Partitioning for query performance in Hadoop - Time & Space Complexity
When we use partitioning in Hadoop, we split data into parts to speed up queries.
We want to know how this splitting affects the time it takes to run queries.
Analyze the time complexity of the following code snippet.
-- Example of reading data with partition pruning
SELECT * FROM sales
WHERE year = 2023 AND region = 'US';
-- Data is stored in folders by year and region
-- Hadoop reads only matching partitions
This code reads only the partitions for year 2023 and region US, skipping others.
Identify the loops, recursion, array traversals that repeat.
- Primary operation: Scanning data files in selected partitions.
- How many times: Once per relevant partition, not all data.
When data grows, partitioning lets queries skip irrelevant parts.
| Input Size (n) | Approx.
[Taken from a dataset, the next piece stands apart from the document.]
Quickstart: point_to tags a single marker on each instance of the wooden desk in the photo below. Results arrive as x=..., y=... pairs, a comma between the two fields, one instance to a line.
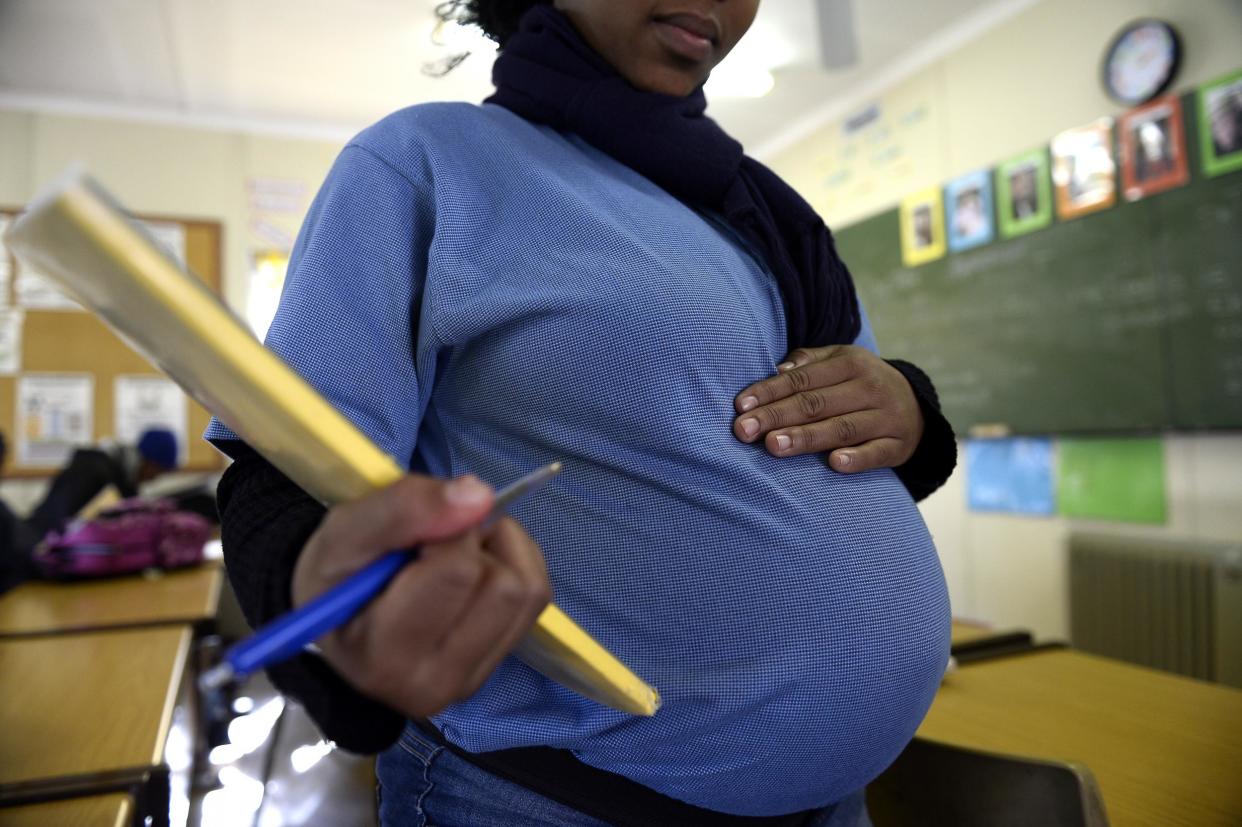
x=113, y=810
x=72, y=705
x=1166, y=750
x=188, y=596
Operations |
|---|---|
| 10 partitions | Scan 1-2 partitions |
| 100 partitions | Scan 1-2 partitions |
| 1000 partitions | Scan 1-2 partitions |
Pattern observation: The work stays about the same because only needed partitions are scanned.
Time Complexity: O(k)
This means the query time grows with the number of partitions scanned, not total data size.
[X] Wrong: "Partitioning always makes queries run in constant time regardless of data."
[OK] Correct: If the query filters are not on partition keys, all partitions may be scanned, so time grows with data.
Understanding partitioning time helps you explain how big data queries stay fast by reading less data.
"What if we changed the query to filter on a non-partitioned column? How would the time complexity change?"